When you change loss family, **three things must agree**: the loss
class, the network's `output_size`, and the logging callback under the
trainer. Mismatches surface as cryptic shape errors at the first
training step.

## Common edits

| Goal | Change |
|---|---|
| Try a quick run | Set `trainer.init_args.fast_dev_run: True` |
| Use a different network | Swap the `keyword: net` entry's `class_path` and `init_args` (mind `input_size` / `output_size`) |
| Use a different dataset split | Change `data.init_args.dataset` (`calib`, `calibfree`, `mini`, `set_revised`, …) |
| Disable W&B | Remove the `WandbLogger` entry or set `offline: True` |
| Stop earlier / later | Adjust the `EarlyStopping` `patience` and / or `Trainer.max_epochs` |
| Train a single model instead of an ensemble | Delete the `ensemble:` block |
| Resume from a checkpoint | Set `ckpt_path:` (string for single model, list of strings for an ensemble) |
| Reproducibility | Add `seed_everything: 42` (or any int) at the top level |

## CLI parameter overrides

`train.py` accepts `-p key.subkey:value` to overlay values onto the
loaded config without editing the YAML. The same syntax can be passed
multiple times:

```sh
python app/train.py --config app/configs/D2paper/calib_alexnet.yaml \
    -p trainer.init_args.max_epochs:5 \
    -p data.init_args.batch_size:16
```

Unknown `--key:value` flags are also accepted (see
{py:func}`qumphy.misc.misc.train_argument_parser`). This is the same
mechanism the W&B sweep agent uses.

## Validating a config before a long run

The fastest sanity check is a single-batch fit:

```yaml
trainer:
  init_args:
    fast_dev_run: True
```

…or override from the CLI:

```sh
python app/train.py --config <file> -p trainer.init_args.fast_dev_run:True
```

If you use the GUI ({doc}`usage`), the **Config (editable)** tab lets
you toggle that flag and hit Run without modifying the on-disk file.

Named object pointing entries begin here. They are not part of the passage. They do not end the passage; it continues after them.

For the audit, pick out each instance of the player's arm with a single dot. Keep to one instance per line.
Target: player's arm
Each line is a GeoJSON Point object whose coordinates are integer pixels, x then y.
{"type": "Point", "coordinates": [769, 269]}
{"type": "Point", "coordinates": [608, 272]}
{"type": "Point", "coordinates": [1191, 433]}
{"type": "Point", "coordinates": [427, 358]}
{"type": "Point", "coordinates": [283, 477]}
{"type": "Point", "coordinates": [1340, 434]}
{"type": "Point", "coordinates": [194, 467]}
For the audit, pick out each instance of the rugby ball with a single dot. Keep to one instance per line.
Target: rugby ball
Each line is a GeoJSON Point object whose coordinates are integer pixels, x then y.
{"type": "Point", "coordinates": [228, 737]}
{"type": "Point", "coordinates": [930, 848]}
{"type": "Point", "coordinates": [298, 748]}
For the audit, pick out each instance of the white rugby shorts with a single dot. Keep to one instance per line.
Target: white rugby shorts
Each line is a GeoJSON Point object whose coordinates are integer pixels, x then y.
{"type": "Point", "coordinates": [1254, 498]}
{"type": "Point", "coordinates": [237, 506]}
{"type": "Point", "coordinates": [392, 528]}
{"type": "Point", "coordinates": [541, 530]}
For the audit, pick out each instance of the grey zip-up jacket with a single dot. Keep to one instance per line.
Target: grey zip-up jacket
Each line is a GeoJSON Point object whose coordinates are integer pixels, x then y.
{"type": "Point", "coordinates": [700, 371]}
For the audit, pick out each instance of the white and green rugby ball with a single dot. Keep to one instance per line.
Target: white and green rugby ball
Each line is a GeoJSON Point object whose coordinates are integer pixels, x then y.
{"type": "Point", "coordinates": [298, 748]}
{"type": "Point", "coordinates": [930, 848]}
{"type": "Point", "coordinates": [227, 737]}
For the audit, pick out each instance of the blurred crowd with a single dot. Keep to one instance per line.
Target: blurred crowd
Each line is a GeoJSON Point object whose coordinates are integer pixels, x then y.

## Where to put your own configs

`app/configs/` is part of the repository, and most subdirectories
(`D1paper/`, `D2paper/`, …) are version-controlled curated sets.
For ad-hoc experiments use
[`app/configs/personal_configs/`](https://gitlab.com/qumphy/qumphy-software/-/tree/main/app/configs/personal_configs)
or
[`app/configs/working_configs/`](https://gitlab.com/qumphy/qumphy-software/-/tree/main/app/configs/working_configs),
which are ignored by git via `app/configs/.gitignore`.